O Bruno está um pouco retraído hoje. Durante a evangelização ele já estava falando menos que o normal, e entre um portão e outro fixava o olhar baixo na calçada à sua frente. Nem troca uma palavra com sua parceira de evangelismo, a Duda. Ele está claramente preocupado com algo. Ao acabarem-se os jornais, corro para o outro lado dele. Caminhamos nós três de volta à igreja em silêncio. Duda vai beber água e, depois de entregarmos o trabalho, chamo Bruno até as poltronas mais à frente. Tento entender o que está acontecendo.

— Não é nada, obreira. Só tô nervoso com... as provas chegando, minha nota ainda falta um tanto aí pra passar, né?

— Ainda estão te perseguindo?

— Ah, é, normal, os jovens lá fora são zoeiros mesmo. E o professor só entra na deles, não é por mal. E tá escrito também, né, obreira?

Se bem que o Bruno também é bem brincalhão! Deve estar ainda com um pé no mundo, mantendo costumes dos jovens de lá.

— Só isso mesmo? Pode falar, estou aqui pra te ajudar.

Ele respira fundo, suspira duas vezes e olha para trás. A igreja está quase vazia, pois os evangelistas já estão indo embora.

— Você tá gostando de alguém? — digo logo. Quase sempre é isso que faz os jovens mudarem o comportamento na igreja.

— Eu, não, obreira. É o contrário. Na escola as meninas ficam me atazanando, falando alto que vão me pegar, ficar comigo, só pra aumentar a zoeira.

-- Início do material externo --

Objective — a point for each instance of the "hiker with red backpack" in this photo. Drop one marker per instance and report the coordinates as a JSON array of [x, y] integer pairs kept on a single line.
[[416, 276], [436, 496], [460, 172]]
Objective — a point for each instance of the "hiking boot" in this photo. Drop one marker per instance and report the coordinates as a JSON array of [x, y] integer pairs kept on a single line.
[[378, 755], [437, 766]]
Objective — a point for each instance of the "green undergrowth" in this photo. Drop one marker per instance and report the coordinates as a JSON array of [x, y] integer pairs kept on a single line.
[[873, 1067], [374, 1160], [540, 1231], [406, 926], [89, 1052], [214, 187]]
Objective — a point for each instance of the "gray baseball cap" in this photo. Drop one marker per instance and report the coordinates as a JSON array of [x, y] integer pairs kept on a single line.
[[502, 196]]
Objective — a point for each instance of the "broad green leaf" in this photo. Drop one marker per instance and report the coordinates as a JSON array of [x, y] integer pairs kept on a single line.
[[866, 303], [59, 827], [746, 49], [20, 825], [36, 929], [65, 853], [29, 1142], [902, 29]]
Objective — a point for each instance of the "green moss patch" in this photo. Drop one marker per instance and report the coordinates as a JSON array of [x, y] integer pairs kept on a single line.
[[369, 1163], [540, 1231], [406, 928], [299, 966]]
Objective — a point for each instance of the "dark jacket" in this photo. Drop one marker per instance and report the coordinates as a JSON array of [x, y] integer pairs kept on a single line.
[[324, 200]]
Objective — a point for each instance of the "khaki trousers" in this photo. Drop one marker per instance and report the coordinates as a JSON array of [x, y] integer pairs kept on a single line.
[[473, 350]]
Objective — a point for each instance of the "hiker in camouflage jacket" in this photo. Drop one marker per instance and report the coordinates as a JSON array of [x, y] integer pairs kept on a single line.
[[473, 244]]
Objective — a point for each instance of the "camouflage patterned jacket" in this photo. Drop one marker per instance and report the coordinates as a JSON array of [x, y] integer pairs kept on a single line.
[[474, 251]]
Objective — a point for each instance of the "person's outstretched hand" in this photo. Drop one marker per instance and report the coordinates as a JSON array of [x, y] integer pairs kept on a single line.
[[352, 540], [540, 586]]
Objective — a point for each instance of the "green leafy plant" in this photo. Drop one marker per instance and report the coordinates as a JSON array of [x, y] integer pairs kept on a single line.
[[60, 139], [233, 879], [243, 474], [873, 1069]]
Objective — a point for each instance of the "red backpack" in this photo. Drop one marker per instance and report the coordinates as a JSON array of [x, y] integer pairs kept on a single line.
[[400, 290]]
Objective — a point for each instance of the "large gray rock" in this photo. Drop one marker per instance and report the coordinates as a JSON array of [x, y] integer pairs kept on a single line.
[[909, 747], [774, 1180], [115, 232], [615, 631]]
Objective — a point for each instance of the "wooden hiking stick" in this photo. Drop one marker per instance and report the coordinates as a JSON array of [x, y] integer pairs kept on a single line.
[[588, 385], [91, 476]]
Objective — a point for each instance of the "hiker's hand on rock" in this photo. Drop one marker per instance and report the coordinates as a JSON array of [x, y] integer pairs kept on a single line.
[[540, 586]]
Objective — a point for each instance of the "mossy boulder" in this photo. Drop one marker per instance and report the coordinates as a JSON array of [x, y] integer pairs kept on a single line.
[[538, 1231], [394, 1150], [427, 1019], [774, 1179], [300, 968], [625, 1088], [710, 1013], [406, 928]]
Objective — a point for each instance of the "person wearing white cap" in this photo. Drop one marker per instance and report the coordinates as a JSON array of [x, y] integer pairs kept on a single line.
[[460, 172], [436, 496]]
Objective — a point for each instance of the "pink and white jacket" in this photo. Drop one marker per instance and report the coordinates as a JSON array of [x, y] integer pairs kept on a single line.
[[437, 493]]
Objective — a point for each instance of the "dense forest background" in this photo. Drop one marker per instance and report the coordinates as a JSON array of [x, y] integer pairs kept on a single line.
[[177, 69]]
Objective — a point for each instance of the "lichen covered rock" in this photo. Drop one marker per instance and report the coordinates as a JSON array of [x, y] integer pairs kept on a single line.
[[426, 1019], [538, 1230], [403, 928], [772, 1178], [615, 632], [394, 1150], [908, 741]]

Essa semana uma chegou a me abraçar quando eu não tava olhando.

Ele havia contado algo parecido, quando uma das colegas dele chegou e beijou o rosto dele, porque ele se virou rápido para não ser na boca, e a turma que viu riu dele. Só imagino a dor que deve ser, pois cada um é perseguido de um jeito diferente.

— E eu… deixei.

— Deixou o quê?

— Ela é a menina que eu era apaixonado desde a quarta série, a mais bonita da escola, e nunca me deu bola. E agora que deixei isso pra seguir na fé, ela se atira em mim direto. E essa semana eu não resisti. E mesmo assim ela a escola riram.

O olhar profundo do Bruno não esconde sua alma de mim. As mãos juntas, a respiração profunda, eu sei o que ele sente. Negar a si mesmo é muito mais difícil do que parece.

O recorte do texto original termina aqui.